Tatar, şunları söyledi:
“İçişleri Bakanlığı’ndan gelen emirname Başbakanlık üzerinden Resmi Gazete’de yayınlandı. Fakat sonradan baktık ki o yayınlanan emirname içerisinde müktesep hakların kaldırıldığı ve aynı zamanda tarihin de süresiz olarak uzatıldığını fark ettik. Süresiz olarak uzatılması tabi ki sakıncalıydı. Çünkü eğer bir anlaşma olmazsa o zaman başka sıkıntılar da çıkabilirdi. Dolayısıyla 15 Ağustos’un orada ifade edilmesini biz talep ettik. O şekilde Sayın İçişleri Bakanı ile görüştüm, ona ilettim. Bu emirnamenin düzeltilmesi ve ancak o şekilde Başbakanlığa getirilmesi ile yayınlanması mümkün olabilecektir.”

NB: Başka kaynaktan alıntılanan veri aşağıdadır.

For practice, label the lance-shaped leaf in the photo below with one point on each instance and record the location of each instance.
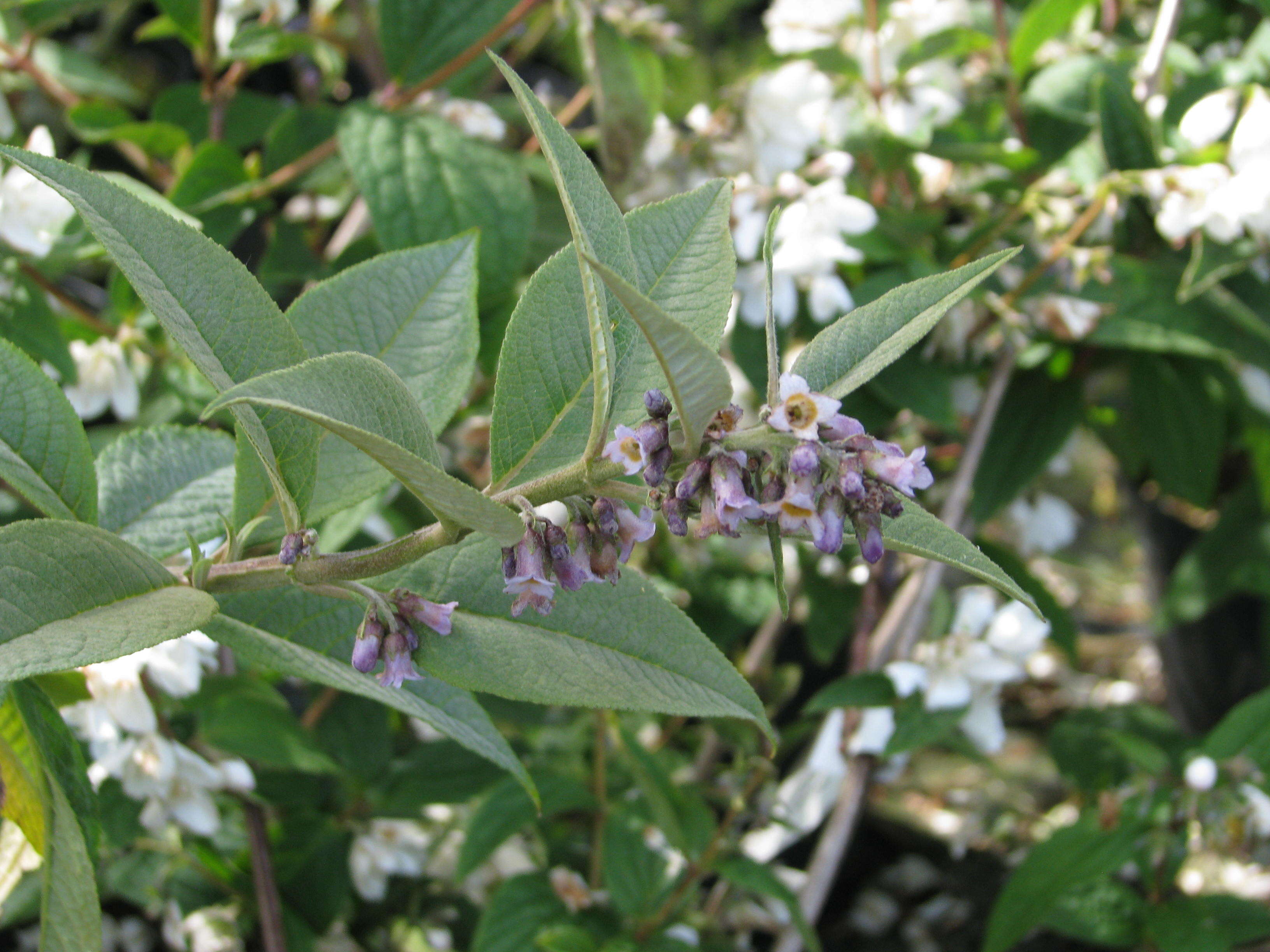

Tatar, bu sözlerle HP’nin hükümete yönelttiği tehdide boyun eğmemiş, hükümete bozmak istersen “biz de yeni hükümeti kurmaya hazırız” mesajını net bir şekilde iletmiştir.

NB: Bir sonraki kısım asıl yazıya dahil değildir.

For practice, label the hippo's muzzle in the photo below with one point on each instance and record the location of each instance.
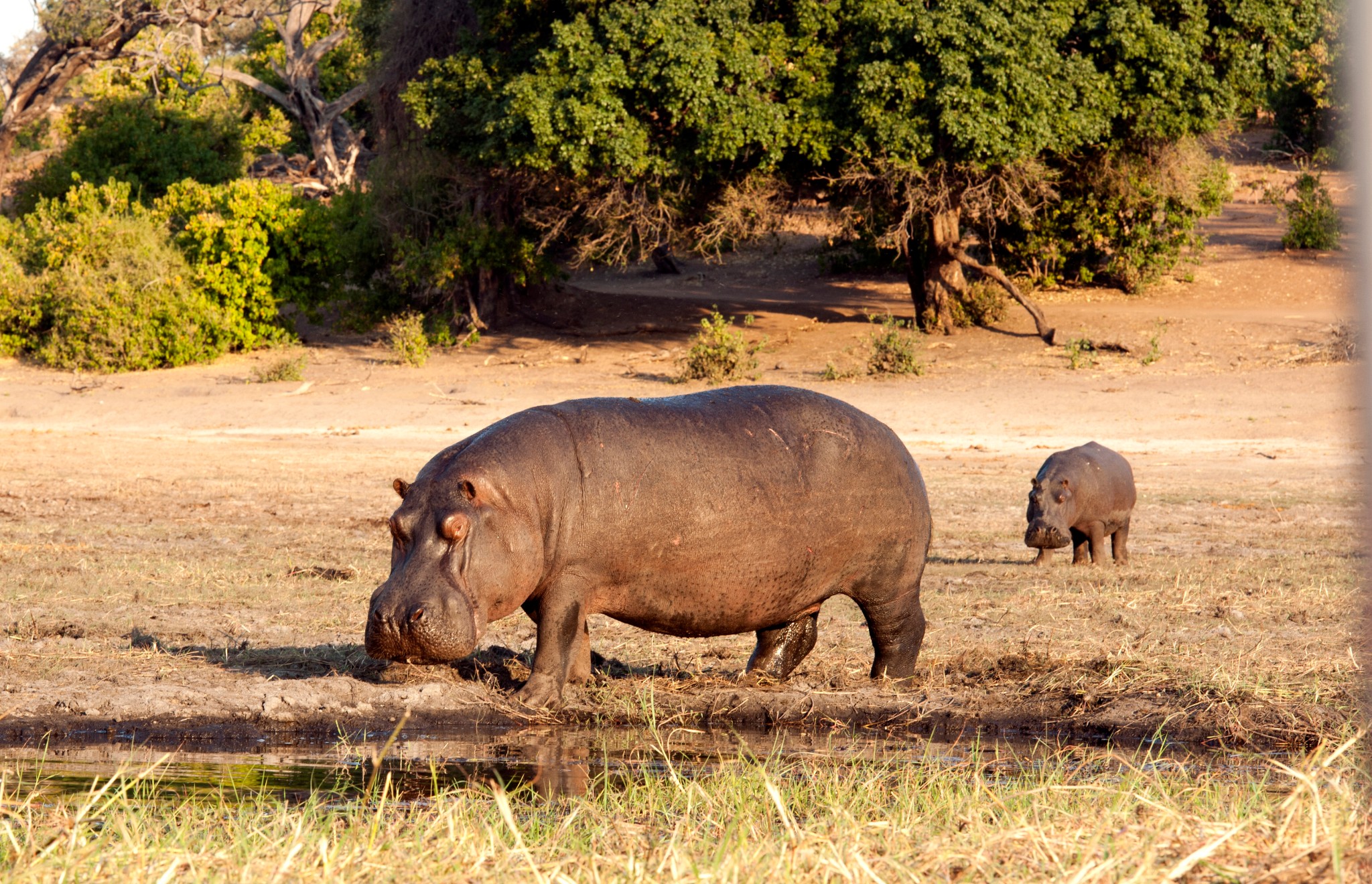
(1044, 536)
(420, 628)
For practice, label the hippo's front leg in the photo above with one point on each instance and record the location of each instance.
(1119, 542)
(581, 669)
(1080, 547)
(1098, 542)
(561, 620)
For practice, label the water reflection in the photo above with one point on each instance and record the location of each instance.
(549, 761)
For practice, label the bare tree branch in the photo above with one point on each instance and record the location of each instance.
(250, 81)
(992, 272)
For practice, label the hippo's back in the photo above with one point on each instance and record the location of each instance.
(737, 494)
(1095, 467)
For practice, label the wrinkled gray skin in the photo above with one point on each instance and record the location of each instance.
(1080, 496)
(724, 512)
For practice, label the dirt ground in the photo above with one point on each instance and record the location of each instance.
(184, 554)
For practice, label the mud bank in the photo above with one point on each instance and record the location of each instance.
(257, 709)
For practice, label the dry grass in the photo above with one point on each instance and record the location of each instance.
(987, 817)
(1224, 625)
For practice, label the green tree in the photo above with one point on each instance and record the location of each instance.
(600, 131)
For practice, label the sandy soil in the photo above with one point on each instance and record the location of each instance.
(158, 531)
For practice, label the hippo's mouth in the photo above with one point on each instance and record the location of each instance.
(1046, 538)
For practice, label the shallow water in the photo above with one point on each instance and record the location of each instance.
(551, 761)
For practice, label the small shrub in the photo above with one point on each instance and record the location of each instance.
(283, 369)
(1312, 220)
(137, 140)
(405, 338)
(894, 348)
(833, 373)
(983, 305)
(719, 352)
(1080, 352)
(1125, 216)
(238, 239)
(1156, 343)
(103, 289)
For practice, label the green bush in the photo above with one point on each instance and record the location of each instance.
(139, 141)
(1125, 216)
(96, 285)
(983, 305)
(894, 348)
(198, 273)
(405, 336)
(1312, 220)
(719, 352)
(251, 246)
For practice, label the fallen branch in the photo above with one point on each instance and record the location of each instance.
(1040, 324)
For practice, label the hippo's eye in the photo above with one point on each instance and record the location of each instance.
(397, 534)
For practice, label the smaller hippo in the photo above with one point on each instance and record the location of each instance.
(1079, 496)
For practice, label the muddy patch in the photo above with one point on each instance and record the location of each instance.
(551, 761)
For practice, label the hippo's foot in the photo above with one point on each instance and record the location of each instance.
(781, 649)
(541, 691)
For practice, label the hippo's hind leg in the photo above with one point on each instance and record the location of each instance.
(1080, 547)
(896, 625)
(781, 649)
(1119, 542)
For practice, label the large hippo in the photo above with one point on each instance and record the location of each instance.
(1079, 496)
(715, 513)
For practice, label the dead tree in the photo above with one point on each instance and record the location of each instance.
(332, 140)
(81, 33)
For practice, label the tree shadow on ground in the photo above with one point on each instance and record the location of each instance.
(496, 665)
(284, 662)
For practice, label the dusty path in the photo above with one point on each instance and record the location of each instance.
(153, 526)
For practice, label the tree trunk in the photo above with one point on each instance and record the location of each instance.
(943, 279)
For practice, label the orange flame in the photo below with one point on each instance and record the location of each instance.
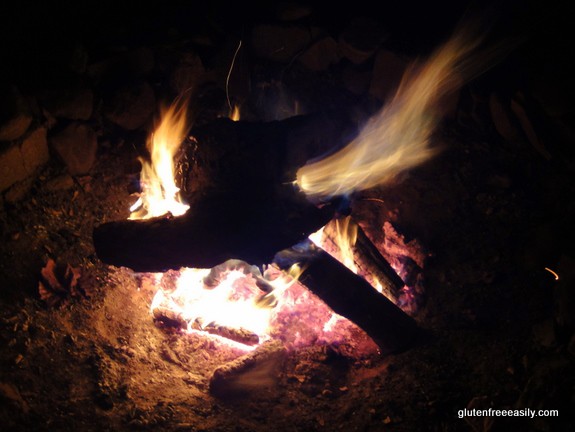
(235, 113)
(160, 195)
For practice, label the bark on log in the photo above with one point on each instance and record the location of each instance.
(367, 257)
(351, 296)
(251, 373)
(237, 178)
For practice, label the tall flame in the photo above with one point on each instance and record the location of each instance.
(397, 137)
(160, 195)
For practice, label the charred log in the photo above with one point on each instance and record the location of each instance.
(351, 296)
(237, 178)
(208, 236)
(240, 335)
(367, 258)
(253, 372)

Üstelik Halkın Partisi’nin ısrarla direttiği emirname hukuksal olarak da geçerli değildi. Başbakanlık’tan yapılan yazılı açıklamada Başsavcılığın bu konuda olumsuz görüş verdiği açıkça dile getiriliyordu.
Yine Başbakanlığın yazılı açıklamasında altı çizilen önemli nokta, “Asıl sorun şudur” denerek mesele şöyle tarif edildi:
“Bu Emirname, konuşulanlar ve mutabakata varılanlar dışında yayınlattırılmış olduğundan hükümetimize duyulan güvenin sarsılmasına vesile olmuştur.”
Peki bu güven kaybının kaynağı nedir? Güven kaybı yaşanmasına vesile olan bakanlar kimlerdir?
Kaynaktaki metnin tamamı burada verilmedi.